NMR Study of A Heterochiral DNA Hairpin: Impact of L-Enantiomery in the Loop

Abstract

We carried out a structural study of the DNA heterochiral strand d (AGCTTATCAT(L)CGATAAGCT), -AT(L)C-, where T(L) (L thymine) replaces T (natural D-thymine). -AT(L)C- is a structural analog of -ATC- that belongs to a strong topoisomerase II DNA cleavage site and which has been shown to resolve into a hairpin structure with a stem formed by eight Waston-Crick base-pairs and a single residue loop closed by an A.C sheared base-pair. Although -AT(L)C-, like its parent -ATC-, folds into a hairpin structure at low and high DNA concentrations it displays a lower stability (Tm of 56 °C versus 58.5 °C). Several NMR features in—AT(L)C- account for the disruption of the A.C pairing in the loop and a weakening of the C.G base-pair stability at the stem-loop junction. For instance, the exchange of the loop imino protons with solvent is accelerated compared with the natural oligonucleotide -ATC-. The higher flexibility of the heterochiral loop is confirmed by the results of NMR restrained molecular dynamics.
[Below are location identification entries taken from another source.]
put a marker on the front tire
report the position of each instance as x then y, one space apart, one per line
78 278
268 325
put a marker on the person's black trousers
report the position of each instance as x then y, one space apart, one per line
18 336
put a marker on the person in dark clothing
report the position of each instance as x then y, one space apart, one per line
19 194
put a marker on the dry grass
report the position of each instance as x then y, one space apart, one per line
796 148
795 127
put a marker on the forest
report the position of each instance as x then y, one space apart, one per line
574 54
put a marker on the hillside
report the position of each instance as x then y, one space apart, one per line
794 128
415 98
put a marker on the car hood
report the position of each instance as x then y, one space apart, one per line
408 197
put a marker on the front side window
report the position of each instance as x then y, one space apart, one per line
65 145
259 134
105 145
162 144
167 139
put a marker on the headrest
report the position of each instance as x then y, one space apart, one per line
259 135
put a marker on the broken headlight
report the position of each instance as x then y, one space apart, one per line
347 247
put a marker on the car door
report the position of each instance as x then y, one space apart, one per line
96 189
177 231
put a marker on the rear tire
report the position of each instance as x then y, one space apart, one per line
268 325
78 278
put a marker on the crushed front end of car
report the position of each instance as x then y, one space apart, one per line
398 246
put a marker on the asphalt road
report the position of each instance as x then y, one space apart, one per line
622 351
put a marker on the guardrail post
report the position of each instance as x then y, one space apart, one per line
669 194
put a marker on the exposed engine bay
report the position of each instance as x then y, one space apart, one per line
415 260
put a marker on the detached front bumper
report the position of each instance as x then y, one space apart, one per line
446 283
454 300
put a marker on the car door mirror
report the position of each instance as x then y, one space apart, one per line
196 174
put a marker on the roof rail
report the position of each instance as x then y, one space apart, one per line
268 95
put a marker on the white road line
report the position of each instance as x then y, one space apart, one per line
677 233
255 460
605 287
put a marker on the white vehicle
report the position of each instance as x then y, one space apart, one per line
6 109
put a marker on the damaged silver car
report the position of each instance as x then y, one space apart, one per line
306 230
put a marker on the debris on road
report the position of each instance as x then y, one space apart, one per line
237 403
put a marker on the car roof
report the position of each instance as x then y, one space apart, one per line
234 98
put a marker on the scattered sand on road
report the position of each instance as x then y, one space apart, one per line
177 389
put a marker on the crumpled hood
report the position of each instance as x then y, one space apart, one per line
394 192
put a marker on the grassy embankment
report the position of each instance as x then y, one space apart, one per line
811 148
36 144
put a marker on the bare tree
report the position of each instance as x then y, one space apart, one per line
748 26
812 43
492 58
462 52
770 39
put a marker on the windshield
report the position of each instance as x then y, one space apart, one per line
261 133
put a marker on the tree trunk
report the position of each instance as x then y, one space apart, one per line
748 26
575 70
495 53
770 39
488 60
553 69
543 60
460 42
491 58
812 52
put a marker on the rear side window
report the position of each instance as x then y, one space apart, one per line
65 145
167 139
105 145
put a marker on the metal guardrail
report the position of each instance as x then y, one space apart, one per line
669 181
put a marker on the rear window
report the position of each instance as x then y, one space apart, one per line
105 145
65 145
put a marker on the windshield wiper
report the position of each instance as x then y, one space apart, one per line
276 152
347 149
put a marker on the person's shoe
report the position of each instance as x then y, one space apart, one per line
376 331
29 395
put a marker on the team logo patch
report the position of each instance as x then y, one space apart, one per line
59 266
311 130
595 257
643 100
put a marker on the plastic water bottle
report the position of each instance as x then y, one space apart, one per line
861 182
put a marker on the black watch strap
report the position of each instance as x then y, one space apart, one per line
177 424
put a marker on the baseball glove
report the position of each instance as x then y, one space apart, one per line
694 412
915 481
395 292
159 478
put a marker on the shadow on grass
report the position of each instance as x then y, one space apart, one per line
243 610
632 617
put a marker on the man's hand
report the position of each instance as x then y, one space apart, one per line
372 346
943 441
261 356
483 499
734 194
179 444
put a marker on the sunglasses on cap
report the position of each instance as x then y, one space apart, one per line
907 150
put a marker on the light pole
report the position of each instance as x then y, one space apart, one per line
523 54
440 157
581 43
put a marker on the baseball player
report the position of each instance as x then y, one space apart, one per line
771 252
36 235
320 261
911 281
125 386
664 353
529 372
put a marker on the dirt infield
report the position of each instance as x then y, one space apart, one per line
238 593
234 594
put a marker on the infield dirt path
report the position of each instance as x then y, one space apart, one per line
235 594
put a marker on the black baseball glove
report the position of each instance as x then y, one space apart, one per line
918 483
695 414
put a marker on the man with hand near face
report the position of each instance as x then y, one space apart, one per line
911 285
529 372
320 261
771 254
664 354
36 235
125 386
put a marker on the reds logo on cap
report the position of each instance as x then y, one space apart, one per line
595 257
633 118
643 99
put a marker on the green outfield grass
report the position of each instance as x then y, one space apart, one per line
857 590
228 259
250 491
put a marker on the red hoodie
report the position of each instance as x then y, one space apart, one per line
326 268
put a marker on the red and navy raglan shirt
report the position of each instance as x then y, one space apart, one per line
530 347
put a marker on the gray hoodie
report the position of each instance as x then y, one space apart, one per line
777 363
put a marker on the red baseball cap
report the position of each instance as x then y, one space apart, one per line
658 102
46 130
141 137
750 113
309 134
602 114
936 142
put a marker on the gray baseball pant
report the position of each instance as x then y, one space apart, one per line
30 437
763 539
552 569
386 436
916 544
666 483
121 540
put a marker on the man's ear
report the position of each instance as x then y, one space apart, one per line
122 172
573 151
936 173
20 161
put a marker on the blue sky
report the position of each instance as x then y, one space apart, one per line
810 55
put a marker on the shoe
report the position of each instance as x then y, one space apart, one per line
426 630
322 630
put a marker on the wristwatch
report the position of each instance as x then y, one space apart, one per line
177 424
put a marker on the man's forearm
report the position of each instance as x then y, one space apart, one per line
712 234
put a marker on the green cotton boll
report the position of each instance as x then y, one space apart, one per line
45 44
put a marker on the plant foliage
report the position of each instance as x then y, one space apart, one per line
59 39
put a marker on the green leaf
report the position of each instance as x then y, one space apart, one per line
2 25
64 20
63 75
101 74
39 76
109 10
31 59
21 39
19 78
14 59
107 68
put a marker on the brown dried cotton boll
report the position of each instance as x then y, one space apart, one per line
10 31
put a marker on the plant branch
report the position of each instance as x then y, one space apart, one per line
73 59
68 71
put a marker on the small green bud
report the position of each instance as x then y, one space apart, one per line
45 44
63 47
In the calculated final structures of—AT(L)C-, the T10(L) residue moves the A9 and C11 residues away, thus preventing the loop closure through a C.A sheared base-pair and the achievement of a good base-base or sugarbase stacking. Actually, most of the stabilizing interactions present in -ATC- are lost in the heterochiral -AT(L)C- explaining its weaker stability.